Deadlock investigation

I recently wrote an inhouse document on how to use Foglight and trace Deadlocks. 

Long story short, it appears that our Foglight isn't capturing all the deadlocks that are happening on our busiest production server.  I know this because a fellow DBA wrote a utility that captures our transactional data, much like Foglight does, and houses it in a sql server database.  He was able to use this to show ~25 deadlocks that happened in a 48 hour period when Foglight returned 0 deadlocks.  His utility catches them if they are only a split second long (partial deadlock?) to a total and complete deadlock.

My question is this.  Are there parameters in Foglight that I can set (need to set?)  to capture absolutely ALL deadlocks that happen in a system?  If so, what\where are they? 

I'm on the current version of Foglight.

Please let me know if you have any questions regarding this.

Thanks!!

  • Hi John,

    I got the following back from our SQL Server domain expert. I'm not sure what version of the SQL cartridge you have, but we made some changes recently.

    The way deadlocks are  captured was actually changed in the previous release of the DB SQL Server cartridge (5.9.4.20).

    Before that version, it was captured by running a trace that “listens” for deadlock events. Basically all deadlocks were supposed to be captured but we saw events when it didn’t.

    Starting with 5.9.4.20, collecting deadlock events is done by reading the data collected by the default system_health extended event.

    The deadlock trace is still being used for sql server version 2005.

    Deadlocks will not be captured if user has disabled the system_health session on his instance though.

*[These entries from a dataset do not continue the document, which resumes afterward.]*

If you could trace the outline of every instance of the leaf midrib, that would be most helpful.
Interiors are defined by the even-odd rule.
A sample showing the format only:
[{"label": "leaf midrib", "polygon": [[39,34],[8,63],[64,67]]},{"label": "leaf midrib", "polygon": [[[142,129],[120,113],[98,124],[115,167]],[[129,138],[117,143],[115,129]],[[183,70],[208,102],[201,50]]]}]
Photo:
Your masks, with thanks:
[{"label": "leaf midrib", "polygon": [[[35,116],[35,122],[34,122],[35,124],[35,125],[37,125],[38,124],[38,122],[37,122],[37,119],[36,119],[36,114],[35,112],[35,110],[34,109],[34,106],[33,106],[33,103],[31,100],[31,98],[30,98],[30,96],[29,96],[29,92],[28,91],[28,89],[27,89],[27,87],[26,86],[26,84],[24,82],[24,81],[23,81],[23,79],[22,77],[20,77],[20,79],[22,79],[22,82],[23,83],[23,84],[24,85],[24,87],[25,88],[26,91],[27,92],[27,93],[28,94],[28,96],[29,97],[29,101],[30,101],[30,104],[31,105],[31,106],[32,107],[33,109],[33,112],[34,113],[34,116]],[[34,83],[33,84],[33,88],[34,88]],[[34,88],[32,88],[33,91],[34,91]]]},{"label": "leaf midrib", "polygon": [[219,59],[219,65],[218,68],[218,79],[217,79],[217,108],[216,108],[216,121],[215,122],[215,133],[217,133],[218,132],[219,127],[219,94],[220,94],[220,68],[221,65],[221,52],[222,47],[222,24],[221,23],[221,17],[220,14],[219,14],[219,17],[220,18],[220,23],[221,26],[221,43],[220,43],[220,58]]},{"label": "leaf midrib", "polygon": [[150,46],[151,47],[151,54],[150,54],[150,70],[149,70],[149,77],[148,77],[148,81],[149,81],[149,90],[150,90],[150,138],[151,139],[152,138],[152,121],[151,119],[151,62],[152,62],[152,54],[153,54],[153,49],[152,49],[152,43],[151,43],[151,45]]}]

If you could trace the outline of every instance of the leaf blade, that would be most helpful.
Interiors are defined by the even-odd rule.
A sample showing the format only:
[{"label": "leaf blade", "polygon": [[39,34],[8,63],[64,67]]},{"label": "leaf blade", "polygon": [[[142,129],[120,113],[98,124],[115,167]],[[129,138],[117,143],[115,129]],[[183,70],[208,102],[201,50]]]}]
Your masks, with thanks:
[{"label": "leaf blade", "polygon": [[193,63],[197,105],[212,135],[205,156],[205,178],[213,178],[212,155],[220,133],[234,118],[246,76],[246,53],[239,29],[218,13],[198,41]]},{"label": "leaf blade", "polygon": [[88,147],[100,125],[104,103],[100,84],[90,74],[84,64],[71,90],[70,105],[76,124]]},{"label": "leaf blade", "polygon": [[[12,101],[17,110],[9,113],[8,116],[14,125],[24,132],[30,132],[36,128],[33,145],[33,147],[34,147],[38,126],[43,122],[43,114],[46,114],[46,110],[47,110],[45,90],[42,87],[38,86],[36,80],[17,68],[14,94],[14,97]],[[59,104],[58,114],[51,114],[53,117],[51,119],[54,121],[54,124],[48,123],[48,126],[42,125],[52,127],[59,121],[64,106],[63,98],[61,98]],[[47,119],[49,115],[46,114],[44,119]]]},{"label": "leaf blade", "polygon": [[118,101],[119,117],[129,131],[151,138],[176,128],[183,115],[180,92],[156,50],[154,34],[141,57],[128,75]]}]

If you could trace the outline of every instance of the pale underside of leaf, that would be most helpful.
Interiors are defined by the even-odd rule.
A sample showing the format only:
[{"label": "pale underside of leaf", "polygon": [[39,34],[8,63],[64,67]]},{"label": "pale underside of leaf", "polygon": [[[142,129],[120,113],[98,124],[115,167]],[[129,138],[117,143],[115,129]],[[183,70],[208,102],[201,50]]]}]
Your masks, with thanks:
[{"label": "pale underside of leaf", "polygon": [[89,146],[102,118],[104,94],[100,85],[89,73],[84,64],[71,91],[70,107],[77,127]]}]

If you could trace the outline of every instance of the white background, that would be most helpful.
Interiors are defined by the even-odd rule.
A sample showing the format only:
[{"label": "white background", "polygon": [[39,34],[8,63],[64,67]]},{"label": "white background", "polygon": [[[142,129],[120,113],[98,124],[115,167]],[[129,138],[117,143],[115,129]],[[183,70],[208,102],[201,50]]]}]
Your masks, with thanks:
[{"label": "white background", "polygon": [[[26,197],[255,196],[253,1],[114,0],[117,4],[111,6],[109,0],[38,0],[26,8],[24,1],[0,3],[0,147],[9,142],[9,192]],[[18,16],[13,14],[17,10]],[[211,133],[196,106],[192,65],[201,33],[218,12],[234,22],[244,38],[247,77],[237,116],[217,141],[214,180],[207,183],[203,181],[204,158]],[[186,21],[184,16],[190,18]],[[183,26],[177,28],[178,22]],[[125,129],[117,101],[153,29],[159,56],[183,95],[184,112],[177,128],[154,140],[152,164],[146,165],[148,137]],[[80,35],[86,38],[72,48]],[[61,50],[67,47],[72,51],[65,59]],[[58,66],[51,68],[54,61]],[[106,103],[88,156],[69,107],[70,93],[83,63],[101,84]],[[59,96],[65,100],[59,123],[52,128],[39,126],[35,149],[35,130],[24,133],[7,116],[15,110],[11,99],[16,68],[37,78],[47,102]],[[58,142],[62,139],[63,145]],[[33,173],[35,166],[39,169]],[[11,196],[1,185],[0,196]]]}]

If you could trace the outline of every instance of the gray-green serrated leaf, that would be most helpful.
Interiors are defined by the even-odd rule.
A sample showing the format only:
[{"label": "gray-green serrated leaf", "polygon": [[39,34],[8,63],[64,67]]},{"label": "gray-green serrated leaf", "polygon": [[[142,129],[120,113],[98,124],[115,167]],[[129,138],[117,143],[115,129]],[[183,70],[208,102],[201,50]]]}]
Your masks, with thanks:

    You can check that it is enabled via SSMS:

    User can change the way deadlocks are collected through the SQL agent ASP:

     

    The limits are regarding the number of deadlock events that will be read each time (default 100) and number of bytes to read (100k)

    If user doesn’t see ANY deadlock – I don’t think it is because of these settings. (if they would see some then it could be that these numbers are set too low).

    If the system_health is not disabled (which most people won’t) then this probably needs to go to support.
    If it is disabled, then the immediate remedy will be to revert to using trace as before (ASP setting) while we evaluate the need to support such environments using extended events.